The ASCE OPAL awards honor outstanding civil engineering leaders for their lifetime accomplishments.

This year’s OPAL winners will be recognized at the 2019 OPAL Gala, March 14, in Arlington, VA.

headshot of Corotis
Corotis

Corotis, after teaching stints at MIT and Northwestern University and founding the high-ranking Department of Civil Engineering at Johns Hopkins University, became dean of CU Boulder’s College of Engineering and Applied Science in 1994. There he oversaw design and major fundraising for the Integrated Teaching & Learning paradigm laboratory, a model for undergraduate education that won NAE’s Bernard M. Gordon prize for new modalities and experiments in education that develop effective engineering leaders. He also created the concept and raised the funding for the Discovery Learning Center, dedicated to providing undergraduate students with the opportunity to work alongside graduate students and faculty on actual research projects.
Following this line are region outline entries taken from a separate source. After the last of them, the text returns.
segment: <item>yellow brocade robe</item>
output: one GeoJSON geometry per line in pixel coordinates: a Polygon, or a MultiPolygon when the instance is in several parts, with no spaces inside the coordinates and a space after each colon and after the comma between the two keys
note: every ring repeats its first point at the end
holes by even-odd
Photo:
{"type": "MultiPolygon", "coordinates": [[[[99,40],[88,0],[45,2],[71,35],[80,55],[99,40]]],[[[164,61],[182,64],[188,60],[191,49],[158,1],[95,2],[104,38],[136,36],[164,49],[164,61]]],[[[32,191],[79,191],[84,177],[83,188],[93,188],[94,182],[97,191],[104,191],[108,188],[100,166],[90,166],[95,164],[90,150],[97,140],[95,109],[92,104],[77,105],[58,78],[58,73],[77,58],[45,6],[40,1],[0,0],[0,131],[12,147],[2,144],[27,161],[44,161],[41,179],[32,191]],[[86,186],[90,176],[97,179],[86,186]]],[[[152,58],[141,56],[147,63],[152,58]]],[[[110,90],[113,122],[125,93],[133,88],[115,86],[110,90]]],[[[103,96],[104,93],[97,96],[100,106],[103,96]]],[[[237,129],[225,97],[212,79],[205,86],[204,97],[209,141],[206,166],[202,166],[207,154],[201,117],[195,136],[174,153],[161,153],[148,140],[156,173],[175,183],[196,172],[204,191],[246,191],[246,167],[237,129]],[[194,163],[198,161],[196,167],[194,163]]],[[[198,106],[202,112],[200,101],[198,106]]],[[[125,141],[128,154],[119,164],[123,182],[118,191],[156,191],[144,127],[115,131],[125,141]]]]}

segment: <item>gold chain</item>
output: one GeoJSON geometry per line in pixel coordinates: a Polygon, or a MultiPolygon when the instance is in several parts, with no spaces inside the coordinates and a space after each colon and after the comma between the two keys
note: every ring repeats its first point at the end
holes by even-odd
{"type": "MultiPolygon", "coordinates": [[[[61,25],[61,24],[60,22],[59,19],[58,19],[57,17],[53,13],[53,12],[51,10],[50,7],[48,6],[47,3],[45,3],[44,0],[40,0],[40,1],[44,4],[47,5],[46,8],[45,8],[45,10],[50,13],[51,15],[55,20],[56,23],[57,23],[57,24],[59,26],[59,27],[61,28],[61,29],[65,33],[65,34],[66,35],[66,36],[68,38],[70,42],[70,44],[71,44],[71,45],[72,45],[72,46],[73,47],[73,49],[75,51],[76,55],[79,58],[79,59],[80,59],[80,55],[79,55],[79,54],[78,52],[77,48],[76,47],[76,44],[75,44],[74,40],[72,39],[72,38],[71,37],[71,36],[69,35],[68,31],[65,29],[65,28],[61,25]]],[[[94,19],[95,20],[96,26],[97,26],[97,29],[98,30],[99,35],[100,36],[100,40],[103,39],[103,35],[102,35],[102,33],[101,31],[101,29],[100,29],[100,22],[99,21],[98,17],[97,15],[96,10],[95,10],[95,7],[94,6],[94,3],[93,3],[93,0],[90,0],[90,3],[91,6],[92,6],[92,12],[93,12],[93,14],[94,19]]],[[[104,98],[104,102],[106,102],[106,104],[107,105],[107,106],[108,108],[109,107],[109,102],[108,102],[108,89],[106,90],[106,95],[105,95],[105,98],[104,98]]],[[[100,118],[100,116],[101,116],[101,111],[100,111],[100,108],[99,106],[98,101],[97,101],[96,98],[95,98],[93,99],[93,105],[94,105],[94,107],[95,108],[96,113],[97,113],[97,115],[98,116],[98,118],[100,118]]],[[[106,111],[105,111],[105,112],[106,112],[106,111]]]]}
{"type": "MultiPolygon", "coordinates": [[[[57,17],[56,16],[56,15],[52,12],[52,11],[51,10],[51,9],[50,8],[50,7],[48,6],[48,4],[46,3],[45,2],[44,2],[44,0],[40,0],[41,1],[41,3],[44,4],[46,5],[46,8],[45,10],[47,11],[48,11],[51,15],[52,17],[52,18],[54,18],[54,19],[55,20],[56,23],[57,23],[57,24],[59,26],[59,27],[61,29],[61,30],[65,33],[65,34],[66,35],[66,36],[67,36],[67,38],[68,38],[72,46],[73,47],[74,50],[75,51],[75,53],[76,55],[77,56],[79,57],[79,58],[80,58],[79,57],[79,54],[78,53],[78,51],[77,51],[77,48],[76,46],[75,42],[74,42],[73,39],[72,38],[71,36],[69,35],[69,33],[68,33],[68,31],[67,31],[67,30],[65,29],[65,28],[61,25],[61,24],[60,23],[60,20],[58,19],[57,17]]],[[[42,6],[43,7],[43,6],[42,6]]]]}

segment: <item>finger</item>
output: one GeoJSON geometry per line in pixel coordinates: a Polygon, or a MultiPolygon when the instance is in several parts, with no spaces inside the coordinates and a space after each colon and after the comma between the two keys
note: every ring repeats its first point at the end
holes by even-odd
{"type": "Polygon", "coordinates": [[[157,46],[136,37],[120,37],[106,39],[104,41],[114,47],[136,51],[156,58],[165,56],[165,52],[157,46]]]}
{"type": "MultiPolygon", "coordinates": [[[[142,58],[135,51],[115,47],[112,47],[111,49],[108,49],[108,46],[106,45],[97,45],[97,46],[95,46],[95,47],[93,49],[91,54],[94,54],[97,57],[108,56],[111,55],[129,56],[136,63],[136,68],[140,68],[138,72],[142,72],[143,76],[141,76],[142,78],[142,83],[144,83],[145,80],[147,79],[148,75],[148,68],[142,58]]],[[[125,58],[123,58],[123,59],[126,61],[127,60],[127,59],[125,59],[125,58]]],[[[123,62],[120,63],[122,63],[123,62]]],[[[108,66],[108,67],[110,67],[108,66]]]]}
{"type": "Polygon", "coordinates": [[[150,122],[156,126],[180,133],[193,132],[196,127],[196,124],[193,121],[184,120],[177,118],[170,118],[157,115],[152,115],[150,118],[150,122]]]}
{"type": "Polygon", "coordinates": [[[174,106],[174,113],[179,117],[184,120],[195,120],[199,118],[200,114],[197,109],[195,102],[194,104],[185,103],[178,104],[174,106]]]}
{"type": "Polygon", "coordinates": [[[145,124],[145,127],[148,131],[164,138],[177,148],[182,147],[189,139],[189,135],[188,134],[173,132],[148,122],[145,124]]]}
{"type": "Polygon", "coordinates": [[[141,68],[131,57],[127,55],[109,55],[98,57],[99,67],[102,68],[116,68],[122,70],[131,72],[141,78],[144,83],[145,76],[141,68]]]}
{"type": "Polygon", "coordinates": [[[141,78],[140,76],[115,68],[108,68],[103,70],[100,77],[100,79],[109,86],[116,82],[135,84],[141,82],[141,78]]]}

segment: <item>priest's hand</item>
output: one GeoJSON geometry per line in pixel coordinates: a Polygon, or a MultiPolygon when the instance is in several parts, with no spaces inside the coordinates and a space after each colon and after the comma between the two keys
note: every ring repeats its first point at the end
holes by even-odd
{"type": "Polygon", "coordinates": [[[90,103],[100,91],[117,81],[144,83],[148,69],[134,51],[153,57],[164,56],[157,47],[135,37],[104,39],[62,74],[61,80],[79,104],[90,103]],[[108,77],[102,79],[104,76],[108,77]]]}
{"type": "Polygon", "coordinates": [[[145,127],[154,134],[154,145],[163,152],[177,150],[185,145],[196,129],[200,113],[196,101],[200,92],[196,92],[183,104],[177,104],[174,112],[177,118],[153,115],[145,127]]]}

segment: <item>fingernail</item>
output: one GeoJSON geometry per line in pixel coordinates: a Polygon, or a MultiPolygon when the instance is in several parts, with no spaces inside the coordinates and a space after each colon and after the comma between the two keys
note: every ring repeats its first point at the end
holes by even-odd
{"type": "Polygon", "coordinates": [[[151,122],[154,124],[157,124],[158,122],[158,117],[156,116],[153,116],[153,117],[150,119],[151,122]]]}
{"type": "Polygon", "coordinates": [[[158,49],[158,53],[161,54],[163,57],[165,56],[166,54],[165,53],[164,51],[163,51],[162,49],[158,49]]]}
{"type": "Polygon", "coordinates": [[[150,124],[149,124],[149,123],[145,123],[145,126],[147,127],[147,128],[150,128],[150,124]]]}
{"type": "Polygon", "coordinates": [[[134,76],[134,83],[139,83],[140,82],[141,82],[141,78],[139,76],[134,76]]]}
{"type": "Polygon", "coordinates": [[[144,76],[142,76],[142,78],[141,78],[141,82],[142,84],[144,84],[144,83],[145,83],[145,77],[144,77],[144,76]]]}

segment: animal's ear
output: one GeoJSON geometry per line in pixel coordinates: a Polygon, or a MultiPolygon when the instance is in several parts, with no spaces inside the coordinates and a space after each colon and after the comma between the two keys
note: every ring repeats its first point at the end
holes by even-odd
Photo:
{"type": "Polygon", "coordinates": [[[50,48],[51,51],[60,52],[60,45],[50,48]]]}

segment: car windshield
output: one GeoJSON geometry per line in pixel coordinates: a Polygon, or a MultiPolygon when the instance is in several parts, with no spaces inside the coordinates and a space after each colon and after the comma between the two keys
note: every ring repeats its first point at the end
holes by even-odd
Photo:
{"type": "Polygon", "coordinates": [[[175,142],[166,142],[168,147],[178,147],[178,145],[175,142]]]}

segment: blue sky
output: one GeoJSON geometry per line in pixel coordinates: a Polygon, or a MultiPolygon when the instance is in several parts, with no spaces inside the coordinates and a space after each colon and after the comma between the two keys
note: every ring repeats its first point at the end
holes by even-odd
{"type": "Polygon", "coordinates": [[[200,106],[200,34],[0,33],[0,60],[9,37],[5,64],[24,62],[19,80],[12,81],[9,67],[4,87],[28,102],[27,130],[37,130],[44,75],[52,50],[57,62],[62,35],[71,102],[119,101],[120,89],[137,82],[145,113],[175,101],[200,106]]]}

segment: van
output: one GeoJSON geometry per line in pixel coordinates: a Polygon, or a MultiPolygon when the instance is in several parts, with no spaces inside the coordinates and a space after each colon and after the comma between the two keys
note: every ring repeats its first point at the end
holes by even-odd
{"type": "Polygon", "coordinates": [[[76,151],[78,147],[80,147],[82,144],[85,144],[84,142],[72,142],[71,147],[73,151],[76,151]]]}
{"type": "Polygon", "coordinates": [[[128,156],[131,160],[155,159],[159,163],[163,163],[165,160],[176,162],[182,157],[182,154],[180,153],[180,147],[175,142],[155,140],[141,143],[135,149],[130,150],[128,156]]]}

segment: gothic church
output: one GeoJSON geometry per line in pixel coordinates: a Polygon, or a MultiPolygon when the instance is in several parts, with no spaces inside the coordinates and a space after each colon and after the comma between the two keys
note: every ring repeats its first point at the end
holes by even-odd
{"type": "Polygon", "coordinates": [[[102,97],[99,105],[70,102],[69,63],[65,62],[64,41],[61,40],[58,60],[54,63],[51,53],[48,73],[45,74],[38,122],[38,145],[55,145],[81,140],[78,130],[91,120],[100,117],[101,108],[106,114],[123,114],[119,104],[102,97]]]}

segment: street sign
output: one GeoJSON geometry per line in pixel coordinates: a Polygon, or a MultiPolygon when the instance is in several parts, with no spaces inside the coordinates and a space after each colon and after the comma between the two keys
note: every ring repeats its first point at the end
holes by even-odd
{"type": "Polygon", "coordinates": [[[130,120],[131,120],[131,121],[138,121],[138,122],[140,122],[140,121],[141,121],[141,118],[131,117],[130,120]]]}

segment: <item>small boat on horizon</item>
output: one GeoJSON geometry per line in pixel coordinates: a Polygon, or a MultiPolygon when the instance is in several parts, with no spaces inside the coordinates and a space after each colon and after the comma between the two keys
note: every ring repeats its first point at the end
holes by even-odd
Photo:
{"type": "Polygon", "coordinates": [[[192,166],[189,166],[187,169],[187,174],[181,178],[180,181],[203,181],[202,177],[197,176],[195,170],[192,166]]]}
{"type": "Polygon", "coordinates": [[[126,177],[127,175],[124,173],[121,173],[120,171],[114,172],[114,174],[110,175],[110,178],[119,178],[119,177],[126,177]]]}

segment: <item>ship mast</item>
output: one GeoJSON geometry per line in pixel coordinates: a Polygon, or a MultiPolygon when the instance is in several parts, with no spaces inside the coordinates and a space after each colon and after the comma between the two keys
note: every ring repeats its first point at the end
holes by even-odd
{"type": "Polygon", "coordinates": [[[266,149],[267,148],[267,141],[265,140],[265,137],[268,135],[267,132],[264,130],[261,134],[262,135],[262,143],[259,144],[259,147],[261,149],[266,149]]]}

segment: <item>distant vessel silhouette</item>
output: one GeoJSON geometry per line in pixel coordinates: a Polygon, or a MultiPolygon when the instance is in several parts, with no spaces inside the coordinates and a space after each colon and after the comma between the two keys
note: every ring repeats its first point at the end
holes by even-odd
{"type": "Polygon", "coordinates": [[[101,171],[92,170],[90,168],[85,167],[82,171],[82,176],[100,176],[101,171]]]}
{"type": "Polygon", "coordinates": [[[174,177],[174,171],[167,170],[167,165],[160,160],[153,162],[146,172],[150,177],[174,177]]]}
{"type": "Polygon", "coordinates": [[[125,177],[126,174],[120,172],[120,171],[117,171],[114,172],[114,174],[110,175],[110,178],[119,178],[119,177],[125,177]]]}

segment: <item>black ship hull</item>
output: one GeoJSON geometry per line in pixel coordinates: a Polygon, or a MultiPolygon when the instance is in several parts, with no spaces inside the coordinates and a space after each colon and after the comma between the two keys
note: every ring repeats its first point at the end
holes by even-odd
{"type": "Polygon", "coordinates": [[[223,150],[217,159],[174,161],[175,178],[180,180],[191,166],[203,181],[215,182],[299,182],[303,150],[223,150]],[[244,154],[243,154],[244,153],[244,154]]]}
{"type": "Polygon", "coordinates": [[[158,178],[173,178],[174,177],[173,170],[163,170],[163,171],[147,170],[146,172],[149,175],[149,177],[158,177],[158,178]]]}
His vision and innovative concepts spawned other programs and interdisciplinary centers on the campus. Even as dean, he taught a large undergraduate class almost every year, and when he returned to full-time teaching in 2001 he both continued this practice and also created a completely new graduate course in Lifecycle Analysis of Infrastructure, one of his research areas.

The commitment to education, the sharing of discoveries with students, and what is now known as mentoring – these are all concomitant with a change Corotis has brought to the profession itself. He was a main driver of the development of rational reliability-based approaches to design, and from there to our whole spectrum of infrastructure systems. Besides the United States, he is well-known in Europe and Asia, especially through his editorship of the magazine Structural Safety. His own lectures and coauthored papers are too numerous to judiciously mention, as are his consulting clients.

Corotis was recently a project director for the Colorado Department of Transportation, the National Science Foundation, and the U.S. Department of Education. He has chaired or been a committee member for ACI, ASEE, International Association for Bridge Maintenance and Safety, and Civil Engineering Risk and Reliability Association, among many others. In ASCE’s Engineering Mechanics Division alone, he has been control member, vice chair and chair of the Committee on Probabilistic Methods in Civil Engineering, and from 2004 to 2010 the editor of the Journal of Engineering Mechanics.

He also did significant work on the load criteria that became part of ASCE/SEI-7. He was awarded the Walter L. Huber Prize in 1984 and was Outstanding Engineering Educator of ASCE’s Maryland Section in 1986. He was elected to the National Academy of Engineering in 2002. Corotis was also a Jefferson Science Fellow (U.S. Department of State, 2008-2013) and has over 15 academic awards.

His educational service is extensive, including a review in 2016 of the School of Civil & Environmental Engineering at Georgia Tech. In 1979, he was a member of a four-person National U.S.-U.S.S.R. Engineer Exchange Delegation. He has been adviser for 26 doctoral and 31 master’s students.

Corotis has three degrees from MIT and is a registered professional engineer in Illinois, Maryland, and Colorado, as well as a registered structural engineer in Colorado.